Because this array contains keys from previous lines, any keys with an indent level grater than the current line's indent level are removed:

 for (i in keys) {if (i > indent) {delete keys[i]}}

This leaves the keys array containing the key-chain from the root at indent level 0 to the current line. It removes stale keys that remain when the prior line was indented deeper than the current line.

The final section outputs the bash commands: an input line without a value starts a new indent level (a collection in YAML parlance) and an input line with a value adds a key to the current collection.

The collection's name is the concatenation of the current line's prefix and parent_key.

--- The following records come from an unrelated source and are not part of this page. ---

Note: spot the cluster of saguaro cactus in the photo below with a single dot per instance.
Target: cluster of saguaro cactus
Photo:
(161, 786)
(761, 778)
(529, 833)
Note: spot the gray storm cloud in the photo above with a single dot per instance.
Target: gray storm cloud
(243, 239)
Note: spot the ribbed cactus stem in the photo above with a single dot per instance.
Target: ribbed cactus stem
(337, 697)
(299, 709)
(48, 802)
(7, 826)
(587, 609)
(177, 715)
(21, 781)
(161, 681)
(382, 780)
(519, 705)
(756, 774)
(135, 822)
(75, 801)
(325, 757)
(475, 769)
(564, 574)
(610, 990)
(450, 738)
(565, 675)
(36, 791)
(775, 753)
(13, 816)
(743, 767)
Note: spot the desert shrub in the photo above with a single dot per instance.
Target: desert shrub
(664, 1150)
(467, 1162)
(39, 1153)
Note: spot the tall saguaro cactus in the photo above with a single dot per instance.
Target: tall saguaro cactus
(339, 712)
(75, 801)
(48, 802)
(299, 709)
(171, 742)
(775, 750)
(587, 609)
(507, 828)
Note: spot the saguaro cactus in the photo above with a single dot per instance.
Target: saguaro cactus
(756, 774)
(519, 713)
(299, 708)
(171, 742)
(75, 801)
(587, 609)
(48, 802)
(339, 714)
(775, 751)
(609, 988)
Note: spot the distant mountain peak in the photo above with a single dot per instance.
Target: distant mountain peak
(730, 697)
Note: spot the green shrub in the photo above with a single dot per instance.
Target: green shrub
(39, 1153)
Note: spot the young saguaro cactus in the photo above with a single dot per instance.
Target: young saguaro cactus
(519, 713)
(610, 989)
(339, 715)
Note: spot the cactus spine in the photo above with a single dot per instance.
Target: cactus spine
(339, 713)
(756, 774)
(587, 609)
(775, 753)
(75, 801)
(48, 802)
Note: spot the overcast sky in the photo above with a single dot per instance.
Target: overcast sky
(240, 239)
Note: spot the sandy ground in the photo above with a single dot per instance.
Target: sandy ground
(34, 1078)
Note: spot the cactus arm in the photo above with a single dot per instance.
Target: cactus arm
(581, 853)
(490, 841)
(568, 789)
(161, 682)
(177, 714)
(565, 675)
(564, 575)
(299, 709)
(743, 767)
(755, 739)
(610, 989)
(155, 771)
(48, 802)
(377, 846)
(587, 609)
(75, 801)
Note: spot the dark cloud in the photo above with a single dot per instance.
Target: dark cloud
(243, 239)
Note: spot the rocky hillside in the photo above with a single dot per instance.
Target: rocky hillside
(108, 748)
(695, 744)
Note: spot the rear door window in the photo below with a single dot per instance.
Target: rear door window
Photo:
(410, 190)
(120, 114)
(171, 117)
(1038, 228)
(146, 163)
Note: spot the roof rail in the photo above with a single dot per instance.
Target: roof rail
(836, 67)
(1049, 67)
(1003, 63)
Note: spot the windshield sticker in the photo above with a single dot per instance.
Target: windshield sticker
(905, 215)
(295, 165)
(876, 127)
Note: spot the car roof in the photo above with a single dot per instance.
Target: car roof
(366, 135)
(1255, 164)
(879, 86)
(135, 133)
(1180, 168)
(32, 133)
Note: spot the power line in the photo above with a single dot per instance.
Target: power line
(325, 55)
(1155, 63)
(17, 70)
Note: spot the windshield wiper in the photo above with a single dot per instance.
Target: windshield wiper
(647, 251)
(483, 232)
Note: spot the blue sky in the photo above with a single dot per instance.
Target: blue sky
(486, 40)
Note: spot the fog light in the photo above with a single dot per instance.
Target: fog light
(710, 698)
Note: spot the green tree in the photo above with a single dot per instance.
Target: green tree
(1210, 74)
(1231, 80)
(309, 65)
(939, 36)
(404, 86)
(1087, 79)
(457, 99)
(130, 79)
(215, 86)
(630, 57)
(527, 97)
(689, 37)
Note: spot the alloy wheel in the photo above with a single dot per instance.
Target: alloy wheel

When a key has a value, a key with that value is assigned to the current collection like this:

printf("%s%s[%s]=\"%s\";\n", prefix, parent_key , key, value);
printf("%s%s[keys]+=\" %s\";\n", prefix, parent_key , key);

The first statement outputs the command to assign the value to an associative array element named after the key and the second one outputs the command to add the key to the collection's space-delimited keys list:

<current_collection>[<key>]="<value>";
<current_collection>[keys]+=" <key>";

When a key doesn't have a value, a new collection is started like this:

printf("%s%s[children]+=\" %s%s\";\n", prefix, parent_key , root_prefix, key);
printf("declare -g -A %s%s;\n", root_prefix, key);

The first statement outputs the command to add the new collection to the current's collection's space-delimited children list and the second one outputs the command to declare a new associative array for the new collection:

<current_collection>[children]+=" <new_collection>"
declare -g -A <new_collection>;

All of the output from yay_parse can be parsed as bash commands by the bash eval or source built-in commands.

yay_parse is a good introduction to using awk for more than simple column extraction.